I don't know if this is an appropriate place to ask this, but here goes:

I read this whole book now, and I am very surprised there is no real mention of using Stored Procedures when using SQL.

The last time I built a web app was with classic ASP and SQL 7, and the slowest part of the app was the SQL stuff. And Classic ASP allowed you to bring a Recordset in and manipulate the data in VBScript, and output the Presentation Layer using that Recordset, etc -- all the while the connection to SQL remained opened. This killed performance!

So what I did was absolutely 100% of all calls to SQL were done to Stored Procedures, which then did return a Recordset object in VBScript, BUT... then what I did was called .GetRows() to copy the data into an Array, then immediately destroy the Recordset, closing the connection to SQL. Then I built the Presentation Layer by iterating through the array.

This massively improved the performance. AND I optimized the execution plans for most Stored Procedures. The final result was an extremely fast and high-performance commercial web application that can support thousands of simultaneous users, and is still running today.

So I am surprised to see what ASP.NET 3.5 seems to be doing -- the way you put it is that SQLDataSource and LINQDataSource send actual SQL statements to the SQL server, rather than calling Stored Procedures.
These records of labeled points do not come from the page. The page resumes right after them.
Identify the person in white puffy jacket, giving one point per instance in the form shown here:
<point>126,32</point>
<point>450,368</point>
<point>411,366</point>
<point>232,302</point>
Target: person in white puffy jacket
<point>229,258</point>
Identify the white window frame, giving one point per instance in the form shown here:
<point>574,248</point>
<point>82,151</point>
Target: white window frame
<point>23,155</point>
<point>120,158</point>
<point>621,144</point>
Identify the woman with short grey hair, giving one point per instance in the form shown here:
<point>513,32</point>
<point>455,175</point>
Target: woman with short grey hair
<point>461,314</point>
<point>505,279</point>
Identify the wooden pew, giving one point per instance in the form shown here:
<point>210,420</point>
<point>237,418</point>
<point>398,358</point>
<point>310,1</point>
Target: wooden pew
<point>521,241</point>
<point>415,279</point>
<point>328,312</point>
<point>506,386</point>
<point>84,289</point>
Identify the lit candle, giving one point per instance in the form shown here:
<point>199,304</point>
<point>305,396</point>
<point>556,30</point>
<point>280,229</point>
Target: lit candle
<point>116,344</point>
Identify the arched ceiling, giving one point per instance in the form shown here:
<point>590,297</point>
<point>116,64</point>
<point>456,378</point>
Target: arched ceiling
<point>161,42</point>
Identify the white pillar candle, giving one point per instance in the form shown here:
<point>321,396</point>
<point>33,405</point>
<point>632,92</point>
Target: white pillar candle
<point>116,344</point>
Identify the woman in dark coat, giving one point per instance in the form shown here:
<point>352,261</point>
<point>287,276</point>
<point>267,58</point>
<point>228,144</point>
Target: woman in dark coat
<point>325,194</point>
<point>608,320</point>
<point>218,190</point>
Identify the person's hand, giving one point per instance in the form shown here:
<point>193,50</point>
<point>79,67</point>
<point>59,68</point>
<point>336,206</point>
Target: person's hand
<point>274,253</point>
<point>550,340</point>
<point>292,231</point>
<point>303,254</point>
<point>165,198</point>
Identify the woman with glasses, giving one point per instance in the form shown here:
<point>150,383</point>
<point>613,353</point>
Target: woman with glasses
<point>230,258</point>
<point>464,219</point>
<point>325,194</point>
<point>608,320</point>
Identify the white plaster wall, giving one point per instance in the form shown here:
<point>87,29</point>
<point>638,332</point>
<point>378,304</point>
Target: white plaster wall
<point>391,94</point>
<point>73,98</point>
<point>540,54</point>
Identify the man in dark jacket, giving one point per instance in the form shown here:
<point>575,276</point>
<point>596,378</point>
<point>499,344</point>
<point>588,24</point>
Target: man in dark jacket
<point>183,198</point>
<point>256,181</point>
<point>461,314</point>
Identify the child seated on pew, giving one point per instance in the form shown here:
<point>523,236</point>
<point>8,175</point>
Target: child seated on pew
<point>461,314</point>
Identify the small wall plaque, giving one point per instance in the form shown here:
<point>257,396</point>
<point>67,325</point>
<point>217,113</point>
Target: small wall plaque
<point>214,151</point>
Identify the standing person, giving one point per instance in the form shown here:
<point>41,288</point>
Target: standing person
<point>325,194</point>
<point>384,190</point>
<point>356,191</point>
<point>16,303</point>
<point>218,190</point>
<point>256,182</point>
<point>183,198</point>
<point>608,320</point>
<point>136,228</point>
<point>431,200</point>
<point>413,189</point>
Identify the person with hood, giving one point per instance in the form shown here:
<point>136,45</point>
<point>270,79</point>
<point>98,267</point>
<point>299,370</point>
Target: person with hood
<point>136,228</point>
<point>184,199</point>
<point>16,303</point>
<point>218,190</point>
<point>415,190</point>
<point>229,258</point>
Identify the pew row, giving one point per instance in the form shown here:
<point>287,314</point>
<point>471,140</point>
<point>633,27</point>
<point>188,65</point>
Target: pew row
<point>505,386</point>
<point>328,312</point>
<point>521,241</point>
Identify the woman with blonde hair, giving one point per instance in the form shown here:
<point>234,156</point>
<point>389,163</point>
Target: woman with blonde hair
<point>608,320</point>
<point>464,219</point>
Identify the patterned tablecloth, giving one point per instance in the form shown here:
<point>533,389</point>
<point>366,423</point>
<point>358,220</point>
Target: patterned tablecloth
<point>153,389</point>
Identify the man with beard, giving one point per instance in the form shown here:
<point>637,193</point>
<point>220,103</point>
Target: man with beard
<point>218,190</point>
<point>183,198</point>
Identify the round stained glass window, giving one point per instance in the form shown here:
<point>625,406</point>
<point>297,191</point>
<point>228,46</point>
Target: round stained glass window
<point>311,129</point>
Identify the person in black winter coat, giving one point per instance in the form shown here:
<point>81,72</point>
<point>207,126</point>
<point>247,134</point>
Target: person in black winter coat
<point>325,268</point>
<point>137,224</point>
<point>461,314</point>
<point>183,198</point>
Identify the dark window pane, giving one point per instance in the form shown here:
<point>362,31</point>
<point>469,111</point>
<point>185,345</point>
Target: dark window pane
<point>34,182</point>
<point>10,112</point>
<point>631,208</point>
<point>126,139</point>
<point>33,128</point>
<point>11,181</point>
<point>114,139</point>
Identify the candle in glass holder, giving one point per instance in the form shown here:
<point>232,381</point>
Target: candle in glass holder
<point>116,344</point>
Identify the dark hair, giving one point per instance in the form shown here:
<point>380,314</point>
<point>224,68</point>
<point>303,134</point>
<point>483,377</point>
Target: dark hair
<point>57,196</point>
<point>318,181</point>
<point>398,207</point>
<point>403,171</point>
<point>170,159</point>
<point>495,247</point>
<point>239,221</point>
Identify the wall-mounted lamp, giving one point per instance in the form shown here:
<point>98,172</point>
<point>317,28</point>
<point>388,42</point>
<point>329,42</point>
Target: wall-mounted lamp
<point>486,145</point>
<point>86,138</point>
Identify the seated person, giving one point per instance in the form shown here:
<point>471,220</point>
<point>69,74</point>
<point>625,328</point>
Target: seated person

And also it seems as if the data-bound controls are using the data that is returned from SQL (Recordsets??) and maybe even leaving the connection to the database open the whole time while building the presentation layer?? If so, then Ug!

I also looked through the Wrox Professional ASP.NET 3.5 book and there is a brief mention that you can call Stored Procedures, but no mention as to optimizing your web app's performance, especially as related to SQL.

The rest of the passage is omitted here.